Why we need to talk about IBS
Luckily, my symptoms are far less severe than many other sufferers out there, however, it is still something which can have a huge effect on my daily life. Being diagnosed with IBS has opened my eyes to this extremely common condition which affects one in five people in the UK alone.
Having only been diagnosed last year I’m certainly still navigating my way around living with IBS. I’m constantly thinking about what I’m eating and trying to work out what triggers the uncomfortable pain in my abdomen and what stops it.
I’m working on lessening the stress and anxiety while also not giving myself such a hard time for not feeling great. But most importantly, I’m working on not feeling so bad about having IBS to begin with.
Writing this post today is my first step in being more open about my condition. I hope that by increasing awareness and knowledge of IBS it is something that will be taken more seriously and more openly discussed in the future.
It’s important for people who suffer from IBS to be able to be honest with their friends, families, bosses or clients, and to not feel embarrassed or guilty about their condition or the steps they may need to take to deal with it.

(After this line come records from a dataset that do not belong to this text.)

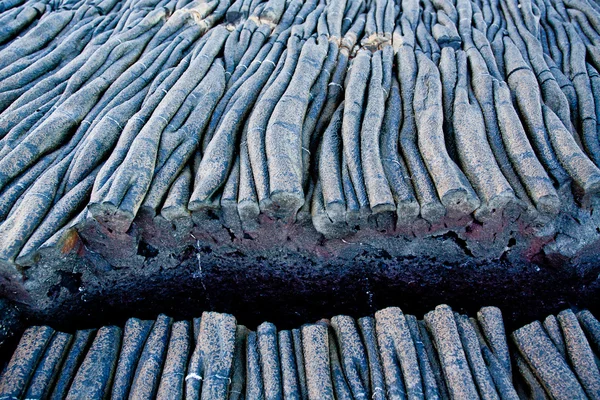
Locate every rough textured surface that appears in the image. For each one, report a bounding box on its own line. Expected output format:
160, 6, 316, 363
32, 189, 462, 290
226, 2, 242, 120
0, 0, 600, 324
0, 305, 600, 400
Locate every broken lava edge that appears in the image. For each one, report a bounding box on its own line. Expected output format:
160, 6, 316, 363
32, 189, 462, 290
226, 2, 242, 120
0, 191, 600, 332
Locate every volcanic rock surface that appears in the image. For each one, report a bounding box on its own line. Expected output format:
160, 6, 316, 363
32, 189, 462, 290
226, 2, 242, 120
0, 0, 600, 334
0, 305, 600, 400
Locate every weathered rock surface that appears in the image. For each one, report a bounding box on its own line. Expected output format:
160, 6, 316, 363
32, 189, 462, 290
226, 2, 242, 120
0, 0, 600, 312
0, 305, 600, 400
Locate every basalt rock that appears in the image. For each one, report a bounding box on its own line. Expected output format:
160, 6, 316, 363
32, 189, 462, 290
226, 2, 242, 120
0, 305, 600, 400
0, 0, 600, 378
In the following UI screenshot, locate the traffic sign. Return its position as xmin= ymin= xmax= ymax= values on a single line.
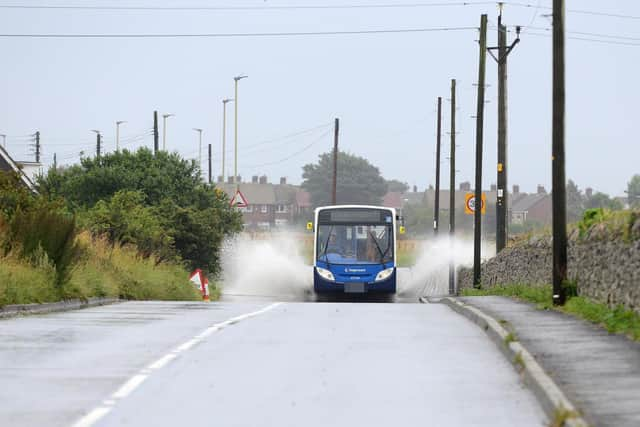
xmin=464 ymin=193 xmax=487 ymax=215
xmin=229 ymin=190 xmax=249 ymax=208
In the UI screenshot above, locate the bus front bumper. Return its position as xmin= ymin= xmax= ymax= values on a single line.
xmin=313 ymin=268 xmax=397 ymax=294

I also hope that it encourages more people to open up too – I’m always here if you want to chat!
Learn more at the IBS Network here.
UPDATE: Dealing with IBS through meditation
It’s now been two years since I was diagnosed with IBS, and on a day that I woke up in so much pain that I could barely move (my own fault after eating everything I shouldn’t have on a weekend away in France), I decided to come back and add a quick update to this post.
I started to realise recently that although I could reduce trigger foods in my diet and be more careful with what I ate, I wasn’t realistically going to cut out so many of the things that I love consuming completely – especially as 80% of the time they don’t cause a serious or painful reaction.
I do have a lot of coffee, I drink quite a bit of alcohol with my job, I enjoy a cheese binge every now and again, and when I travel it can be particularly difficult to avoid a lot of rich foods or particular ingredients.
What I have found is a great way to deal with the symptoms when they do appear all of a sudden. And that is meditation and hypnosis…
Now, these are things that I’ve always been extremely sceptical of. I’m not a very mindful person and I’ve always been cynical about these types of practices.
But what I’ve discovered are some YouTube videos (this one is my favourite) of guided meditation and hypnosis which I listen to relieve my pain.
I’ll lay in bed with a hot water bottle and listen to the video. Often I won’t make it through the whole thing without nodding off but that doesn’t seem to matter (it may even be part of what helps).
In as little as an hour, this can have me feeling completely relaxed and de-stressed, and relieve my stomach pain significantly. The pain which used to take several days to ease can be gone in as little as a few hours.
If you’re an IBS sufferer too, I would highly recommend giving this a chance!